A review by screamdogreads
Are You Happy Now by Hanna Jameson

4.0

"He looked at the girl in the back of the car and wished he could feel genuine concern, but all he felt was dehydrated. Being driven through New York at night always made him melancholy."

Are You Happy Now is one of those quiet yet devastating kind of novels. It's at once both insightful and hazy, almost with a disconnected kind of air about it. In fact, it reads much like a crash course in melancholy, a lighter version of the novels I'd typically read yet still all too captivating and addictive. It's a really rather difficult book to read and to review, Are You Happy Now presents us with a shockingly vivid portrayal of depression cast against an almost numb end of the world, dystopic hellscape. Unease and dread creep so slowly into this text that at first, it's almost unnoticeable, by the end, however, it's impossible to ignore.

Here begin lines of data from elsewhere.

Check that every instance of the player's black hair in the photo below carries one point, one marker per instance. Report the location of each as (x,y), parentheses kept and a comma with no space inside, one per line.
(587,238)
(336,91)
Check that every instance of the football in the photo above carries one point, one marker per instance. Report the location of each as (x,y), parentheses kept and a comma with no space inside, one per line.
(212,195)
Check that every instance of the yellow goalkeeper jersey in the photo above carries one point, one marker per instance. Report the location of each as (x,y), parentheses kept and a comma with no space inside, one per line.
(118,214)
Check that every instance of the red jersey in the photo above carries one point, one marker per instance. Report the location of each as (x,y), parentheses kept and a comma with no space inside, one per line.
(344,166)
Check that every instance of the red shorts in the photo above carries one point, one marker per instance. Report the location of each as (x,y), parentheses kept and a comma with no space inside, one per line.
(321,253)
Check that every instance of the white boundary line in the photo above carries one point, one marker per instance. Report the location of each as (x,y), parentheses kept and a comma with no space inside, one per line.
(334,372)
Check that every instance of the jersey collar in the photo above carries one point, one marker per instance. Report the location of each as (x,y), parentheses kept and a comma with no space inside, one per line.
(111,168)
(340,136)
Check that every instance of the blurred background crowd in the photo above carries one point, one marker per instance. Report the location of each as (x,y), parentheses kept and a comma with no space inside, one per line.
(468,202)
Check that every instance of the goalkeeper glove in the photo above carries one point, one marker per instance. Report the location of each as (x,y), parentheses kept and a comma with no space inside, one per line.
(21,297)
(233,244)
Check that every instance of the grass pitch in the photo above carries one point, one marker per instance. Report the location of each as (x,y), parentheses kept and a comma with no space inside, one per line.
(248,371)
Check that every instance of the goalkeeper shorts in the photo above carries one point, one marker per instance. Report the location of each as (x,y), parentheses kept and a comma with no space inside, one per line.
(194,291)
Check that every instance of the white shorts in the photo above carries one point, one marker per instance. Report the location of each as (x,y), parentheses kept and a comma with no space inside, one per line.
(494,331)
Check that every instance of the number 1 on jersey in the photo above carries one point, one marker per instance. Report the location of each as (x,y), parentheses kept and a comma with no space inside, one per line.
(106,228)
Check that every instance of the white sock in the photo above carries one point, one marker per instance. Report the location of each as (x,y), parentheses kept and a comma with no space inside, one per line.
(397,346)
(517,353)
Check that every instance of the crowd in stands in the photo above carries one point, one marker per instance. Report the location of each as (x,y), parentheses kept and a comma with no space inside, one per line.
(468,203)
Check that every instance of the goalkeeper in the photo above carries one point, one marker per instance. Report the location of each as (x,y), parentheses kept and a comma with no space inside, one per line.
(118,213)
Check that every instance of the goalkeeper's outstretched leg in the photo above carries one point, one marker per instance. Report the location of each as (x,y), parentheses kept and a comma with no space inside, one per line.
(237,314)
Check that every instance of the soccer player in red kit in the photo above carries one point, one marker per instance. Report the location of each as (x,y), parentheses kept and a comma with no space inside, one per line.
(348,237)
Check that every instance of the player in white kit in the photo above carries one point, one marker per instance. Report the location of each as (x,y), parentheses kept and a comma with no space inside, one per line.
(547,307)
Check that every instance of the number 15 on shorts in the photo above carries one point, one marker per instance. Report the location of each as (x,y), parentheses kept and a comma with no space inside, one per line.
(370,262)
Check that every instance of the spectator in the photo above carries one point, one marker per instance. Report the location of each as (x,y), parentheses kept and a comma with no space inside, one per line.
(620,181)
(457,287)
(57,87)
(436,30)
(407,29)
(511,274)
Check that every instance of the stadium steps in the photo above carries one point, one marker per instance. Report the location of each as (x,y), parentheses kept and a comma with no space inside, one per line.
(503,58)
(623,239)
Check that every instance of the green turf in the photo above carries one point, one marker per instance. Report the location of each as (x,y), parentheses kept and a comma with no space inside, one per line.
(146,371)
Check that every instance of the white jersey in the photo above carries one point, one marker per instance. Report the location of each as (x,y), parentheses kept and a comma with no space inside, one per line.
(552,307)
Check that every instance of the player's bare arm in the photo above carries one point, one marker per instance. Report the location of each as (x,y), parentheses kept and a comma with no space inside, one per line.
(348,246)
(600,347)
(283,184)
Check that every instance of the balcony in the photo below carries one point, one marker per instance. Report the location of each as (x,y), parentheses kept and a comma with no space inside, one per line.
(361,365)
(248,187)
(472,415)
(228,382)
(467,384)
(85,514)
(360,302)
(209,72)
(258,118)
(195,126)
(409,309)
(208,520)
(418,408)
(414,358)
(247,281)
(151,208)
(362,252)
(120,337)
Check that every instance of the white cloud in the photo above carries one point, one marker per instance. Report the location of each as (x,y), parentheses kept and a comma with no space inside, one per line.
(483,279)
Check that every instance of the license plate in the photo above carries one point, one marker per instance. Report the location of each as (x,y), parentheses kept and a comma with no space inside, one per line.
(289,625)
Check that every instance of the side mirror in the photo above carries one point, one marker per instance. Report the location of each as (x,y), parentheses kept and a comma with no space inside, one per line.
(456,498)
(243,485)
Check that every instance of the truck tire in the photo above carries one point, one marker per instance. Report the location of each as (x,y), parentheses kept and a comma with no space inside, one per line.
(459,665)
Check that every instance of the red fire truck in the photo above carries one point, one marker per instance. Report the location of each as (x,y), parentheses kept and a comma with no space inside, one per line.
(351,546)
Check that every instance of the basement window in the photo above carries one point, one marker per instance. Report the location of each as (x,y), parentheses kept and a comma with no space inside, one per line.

Ironically, reading Are You Happy Now feels much like giving up under the exhausting and crushing weight of all that surrounds us. It's a very melodramatic novel in a hyper-specific way, the characters are absolutely ridiculous that the text borders on satirical while also somehow managing to be endearing. It produces a strange feeling, all this melodrama with the detachment found in the story, nothing overwrought yet everything kind of absurd. Once it's all said and done, it's a novel of vagueness and uncertainty, there's never a real answer. Are we witnessing the end of the world or, simply, lives coming to a close? To the credit of the novel, this sort of open-ended, ambiguity only enhances the story further.

 
"You know, the last time someone on our floor killed themselves he just threw himself in front of the L train. Why couldn't she just do something like that? Like everyone else? She couldn't just die, she had to cause this much drama. You must have to really hate everyone, to decide you're going to die like that." 


Overall, it was a delightful experience to explore a story so bleak and crushing but, that doesn't come with the intention of melting your brain away. It's a beautiful story, and a beautiful book, one that's wildly fascinating and boldly brutal. Nothing is particularly shocking and yet it still manages to hit like a speeding Mack truck. It raises more questions than it answers, it's existential dread in print form.

"He tasted blood but still couldn't feel any pain. He couldn't feel anything. He thought about Kevin and how he should not tell him about this, about how dying really did feel like nothing. Then he was gone."